Les liens africano-européens illustrés par l’exemple des académies.

La popularité du football en Afrique est inimaginable: pratiqué par les riches comme par les pauvres, et ce dans les 54 pays d’Afrique. Aux 4 coins du continent, on adule les clubs Européens, que ce soit les deux mastodontes Espagnols que sont le FC Barcelone et le Real, ou les clubs Anglais. Arsenal par exemple, compte 20 clubs de supporters à travers le continent, comme nous l’explique le Youtubeur Wiloo dans sa vidéo « Pourquoi Arsenal est aussi aimé en Afrique ». Cette popularité amène à une pratique globale bien illustrée par exemple par Vinsky lors de son voyage en Tanzanie dans une excellente vidéo-documentaire que vous pouvez retrouver en cliquant ici. Cette pratique amène donc des millions de jeunes joueurs à rêver de l’Europe, ses grands clubs, ses grandes stars. Souvent peu encadré, en raison d’un manque d’infrastructures, le football africain dans son ensemble reçoit l’aide de grands clubs européens.

Vinsky lors de son voyage en Tanzanie, à retrouver sur sa chaine Youtube. (Crédits : Twitter Vinsky)

En effet, ces grands clubs investissent de plus en plus sur le continent africain. Loin d’être philanthropes, ces clubs savent que le Togo, la Cote d’Ivoire, le Sénégal et tous les autres pays sont un réservoir à pépites. En créant ou en soutenant ces académies via des partenariats, les clubs Européens permettent tout de même au football local de se développer. En effet, on peut prendre l’exemple de l’OM, qui a récemment mis en place une politique de rapprochement avec le continent. En effet, le club phocéen a décidé de s’implanter à Alger et Tunis avec 2 écoles de formation, en attendant l’ouverture d’une 3e à Abidjan. Le club phocéen à aussi officialisé un partenariat avec Diambars, académie de football au Sénégal.

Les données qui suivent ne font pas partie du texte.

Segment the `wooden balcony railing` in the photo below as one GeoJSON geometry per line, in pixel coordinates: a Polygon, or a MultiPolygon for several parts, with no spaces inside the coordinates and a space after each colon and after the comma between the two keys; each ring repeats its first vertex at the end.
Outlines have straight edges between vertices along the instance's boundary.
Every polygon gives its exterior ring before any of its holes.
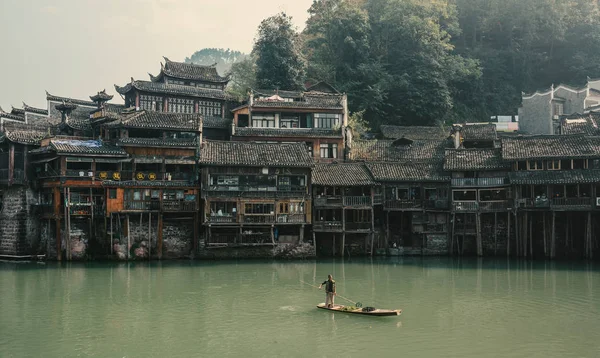
{"type": "Polygon", "coordinates": [[[344,196],[344,206],[346,207],[369,207],[373,206],[371,196],[344,196]]]}
{"type": "Polygon", "coordinates": [[[0,169],[0,182],[8,183],[11,179],[13,184],[23,184],[25,182],[25,171],[23,169],[14,169],[12,178],[10,178],[9,169],[0,169]]]}
{"type": "Polygon", "coordinates": [[[242,191],[242,190],[202,190],[203,198],[305,198],[306,191],[242,191]]]}
{"type": "Polygon", "coordinates": [[[342,230],[341,221],[315,221],[313,223],[315,231],[340,231],[342,230]]]}
{"type": "Polygon", "coordinates": [[[367,231],[371,230],[371,223],[346,223],[346,231],[367,231]]]}
{"type": "Polygon", "coordinates": [[[342,206],[341,196],[318,196],[314,200],[315,207],[342,206]]]}
{"type": "Polygon", "coordinates": [[[535,199],[518,199],[516,201],[517,208],[550,208],[550,200],[548,198],[535,198],[535,199]]]}
{"type": "Polygon", "coordinates": [[[551,208],[561,207],[577,207],[577,208],[590,208],[593,205],[592,198],[555,198],[552,199],[550,204],[551,208]]]}
{"type": "Polygon", "coordinates": [[[508,178],[454,178],[453,187],[494,187],[508,185],[508,178]]]}
{"type": "Polygon", "coordinates": [[[303,224],[306,222],[305,214],[279,214],[277,223],[283,224],[303,224]]]}
{"type": "Polygon", "coordinates": [[[386,209],[421,209],[423,201],[420,199],[386,200],[386,209]]]}
{"type": "Polygon", "coordinates": [[[217,224],[236,223],[237,215],[207,215],[206,222],[217,224]]]}
{"type": "Polygon", "coordinates": [[[273,224],[275,215],[240,215],[240,222],[245,224],[273,224]]]}
{"type": "Polygon", "coordinates": [[[180,212],[194,212],[196,211],[197,205],[195,201],[185,200],[163,200],[161,204],[162,211],[180,211],[180,212]]]}
{"type": "Polygon", "coordinates": [[[429,233],[447,232],[448,226],[446,224],[426,224],[423,231],[429,233]]]}
{"type": "Polygon", "coordinates": [[[491,212],[506,211],[510,207],[512,207],[510,200],[479,202],[479,210],[480,211],[491,211],[491,212]]]}
{"type": "Polygon", "coordinates": [[[441,198],[441,199],[431,199],[431,200],[424,200],[423,204],[425,206],[425,209],[448,209],[450,207],[450,202],[448,200],[448,198],[441,198]]]}
{"type": "Polygon", "coordinates": [[[383,204],[383,194],[375,194],[373,196],[373,205],[383,204]]]}
{"type": "Polygon", "coordinates": [[[135,210],[135,211],[159,211],[160,210],[160,201],[150,201],[150,200],[126,200],[125,201],[125,210],[135,210]]]}
{"type": "Polygon", "coordinates": [[[477,211],[479,203],[476,201],[454,201],[452,202],[452,210],[454,211],[477,211]]]}

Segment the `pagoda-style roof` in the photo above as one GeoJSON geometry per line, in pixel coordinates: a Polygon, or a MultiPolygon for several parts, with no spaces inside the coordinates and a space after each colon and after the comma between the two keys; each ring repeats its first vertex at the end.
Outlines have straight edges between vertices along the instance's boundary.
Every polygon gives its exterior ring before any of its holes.
{"type": "Polygon", "coordinates": [[[77,108],[77,105],[73,102],[63,101],[62,103],[59,103],[56,106],[54,106],[54,108],[56,108],[60,112],[71,112],[77,108]]]}
{"type": "Polygon", "coordinates": [[[236,137],[342,138],[341,130],[322,128],[236,128],[236,137]]]}
{"type": "Polygon", "coordinates": [[[412,140],[442,140],[450,136],[450,129],[441,126],[391,126],[379,127],[383,138],[412,140]]]}
{"type": "Polygon", "coordinates": [[[312,184],[343,187],[379,185],[363,163],[316,164],[312,184]]]}
{"type": "Polygon", "coordinates": [[[55,152],[59,155],[127,157],[122,148],[103,142],[102,140],[50,139],[47,146],[30,151],[31,154],[55,152]]]}
{"type": "Polygon", "coordinates": [[[21,123],[5,123],[4,138],[25,145],[39,145],[40,141],[50,135],[49,127],[32,126],[21,123]]]}
{"type": "Polygon", "coordinates": [[[27,103],[25,103],[25,102],[23,102],[23,109],[25,110],[25,112],[30,112],[30,113],[35,113],[35,114],[41,114],[41,115],[44,115],[44,116],[48,115],[48,110],[47,109],[32,107],[32,106],[27,105],[27,103]]]}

Dans le cadre de ce partenariat, l’OM possédera la possibilité de faire venir en priorité 2 joueurs de Diambars en France, en échange d’un apport du savoir, de la connaissance et de l’expertise professionnelle du club Olympien, que ce soit en se rendant sur place ou en invitant des formateurs à Marseille. Cet échange permet aussi aux joueurs des Diambars de progresser, au club de Diambars de grandir et de faire progresser le football Sénégalais.

La West African Football Academy, en partenariat avec Feyenoord, aux couleurs de l’équipe hollandaise. Elle est d’ailleurs la suite de Red Bull Africa, qui a fermé ses portes en 2014. (Crédits : Ghanasoccernet.com)


Les exemples de ces académies partenaires sont nombreux. Barcelone a ainsi ouvert 4 antennes en Afrique, la West African Football Academy du Ghana a été fondée par Feyenoord. Ces académies, disséminées à travers de nombreux pays Africains, permettent au continent de faire grandir des talents qui permettent de mettre la lumière sur leurs pays, tout en préservant des centaines voire des milliers de jeunes joueurs. En effet, ces académies servent aussi à « répondre à la problématique des flux migratoires de jeunes footballeurs africains, qui viennent en Europe en prenant des risques inconsidérés » comme le disait Jean-Marc Adjovi-Boco, directeur Général de Diambars. Cela a aussi des retombées positives, notamment en termes d’infrastructures. Le FC Metz, qui a un partenariat avec Génération Foot, a investi plus de 10M en infrastructures et matériel dans le club champion du Sénégal en 2017 et 2019. Ces académies, aux avantages différentes de chaque côtés du clubs permettent au football mondial dans son ensemble de se développer en tissant des lieux inter-continentaux.

A Daker au Sénégal, on profite du partenariat FC Metz-Génération Foot pour obtenir du matériel de musculation afin de se professionnaliser. (Crédits : L’Alsace)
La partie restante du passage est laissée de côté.